Fatally, the Treasury failed to distinguish between those backing the stock market or buy-to-let property, and those whose money, time and skills are going into innovative, early-stage companies. In other words, those who are truly ‘flipping’ assets have benefitted from a CGT ceiling of 18 per cent, while shareholders in entrepreneurial ventures have seen tax almost double on any gains they might make.
Whether the Treasury succeeded in what was evidently its main goal, assuaging public anger at private equity firms, is hard to gauge. Bankers soon replaced buy-out chiefs as public enemy number one. But Alistair Darling certainly made no friends among Britain’s entrepreneurs. There was an added irony, as it was his boss Gordon Brown who introduced taper relief in the first place.

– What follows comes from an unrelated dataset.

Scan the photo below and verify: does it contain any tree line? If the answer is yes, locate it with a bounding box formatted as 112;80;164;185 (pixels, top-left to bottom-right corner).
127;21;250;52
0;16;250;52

It is widely expected that the Chancellor will use his Pre-Budget Report next week to announce a rise in CGT, which it is argued is still relatively low compared to equivalent taxes in other EU countries. Since he is raising the top rate of income tax to 50p in the pound, he would otherwise be opening up an abyss between tax on income and investment gains.
The pressures on the public purse are obvious, but let us not forget that those risking their shirts in high-risk, high-growth businesses have already seen their effective CGT rate rise from 10 to 18 per cent in two years. If they do manage to sell those businesses successfully, many will look for other investment opportunities in similar early-stage ventures. A tax system that treats them like property or stock market investors will encourage them to become just that.